Every marketer should have a pretty good idea about who their ideal customer is.  That’s their job.  Being able to identify a narrow prospect pool from within the wider population is important, because it means that a more targeted sales message can be used, and thereby increases the efficiency and ROI of any sales process.

Facebook advertising is a superb tool for advertising to specific demographics, and you can do a lot with the interface to make sure that you’re talking in the right way to the right person, but what about B2B sales, where the purchase cycle is longer and more formal?  Well there’s always LinkedIn


LinkedIn has been going since 2002, and has a membership base of around 90 million professionals around the world, of which about half visit on a monthly basis.  For many users, LinkedIn is no more than a modern day rolodex, however thanks to the ability to perform highly refined searches through its data base, its probably the most powerful prospect finder available to anyone working in sales.

Every product or service has a market of people who are most likely to buy, and you can easily identify the people within that market from within LinkedIn.

Step 1: Search

In most cases with B2B, there is a specific job role associated with purchasing a particular service.  For Social Media consultancy,  you would probably want to speak to the online marketing manager, simply search for that role and you get an giant list of all the people who currently fit the bill:

Searching in LinkedIn - Easy
Searching in LinkedIn - Easy

Remember I said 90 million members?  That means you have a lot of people who fall into any specific job role:

A quarter of a million Online Marketing Managers!
A quarter of a million Online Marketing Managers!

Step 2: Refine

A quarter of a million online marketing managers is a lot to work through, so it’s useful that LinkedIn allows you to refine your search considerably to find the best group of people.

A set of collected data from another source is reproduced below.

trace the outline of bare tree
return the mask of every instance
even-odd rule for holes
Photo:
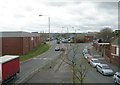
[[[77,78],[77,80],[80,82],[80,85],[83,84],[83,81],[85,79],[85,76],[87,74],[88,68],[86,67],[86,65],[83,62],[83,59],[80,60],[80,63],[78,66],[76,66],[77,68],[75,68],[75,76]]]
[[[104,28],[97,34],[97,38],[102,39],[103,42],[111,42],[114,36],[115,33],[111,28]]]
[[[67,45],[68,46],[68,45]],[[85,64],[83,63],[82,59],[78,62],[80,62],[77,65],[77,60],[76,60],[76,55],[79,52],[78,50],[79,45],[74,44],[72,45],[71,48],[66,49],[66,51],[63,51],[62,56],[64,55],[64,57],[61,57],[61,59],[68,65],[70,65],[72,67],[72,71],[73,71],[73,85],[75,85],[75,80],[77,79],[80,82],[80,85],[83,84],[85,75],[87,73],[87,68],[85,66]]]

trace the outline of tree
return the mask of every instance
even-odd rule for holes
[[[102,39],[103,42],[111,42],[114,35],[111,28],[104,28],[97,34],[97,38]]]
[[[61,59],[70,67],[72,67],[73,85],[75,85],[76,79],[79,81],[80,85],[82,85],[88,70],[82,59],[79,59],[80,61],[78,62],[80,63],[77,64],[78,59],[76,60],[76,55],[79,53],[78,48],[79,46],[77,44],[72,45],[71,49],[68,49],[67,47],[66,51],[63,51],[62,53],[64,54],[64,57],[61,56]]]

Standard members have a choice of a number of refinement options as follows:

Refinement Options
Refinement Options

You don’t necessarily need to use all of these options, after all, we’re looking for a target market, not a specific individual…

Let’s say I have a UK centric Social Media consultancy product that is great for financial services companies, I can simply add those criteria to my search, and narrow it down:

…There are 39, 246 Online Marketing Managers in the UK

…There are 1,334 UK Based Online Marketing Managers working in Financial Services

That’s a reasonable prospect list to begin with.  There are plenty of things you can do to refine the search further, but at this point, it might be better to start trawling through it to find the right people to speak to.

Step 3: Contact

LinkedIn suggest that you don’t just accept invitations to connect from anyone, and a spammy approach to the service will likely get your profile flagged and your account closed.

Most users though do have a fairly open profile, so there is plenty of information that you can get about them before you make contact  – name, time in role, previous companies etc.  It’s often best to take the first contact off line – either through an email or a call, or a brochure through the post, but that is dependent on sales style.

It’s worth noting that LinkedIn have a paid profile option that allows you to be much more rigorous in your refinement of the search results, and also provides additional options about what information you can see about people.  It’s definitely worth investing in if you are planning to do a lot of prospecting through LinkedIN.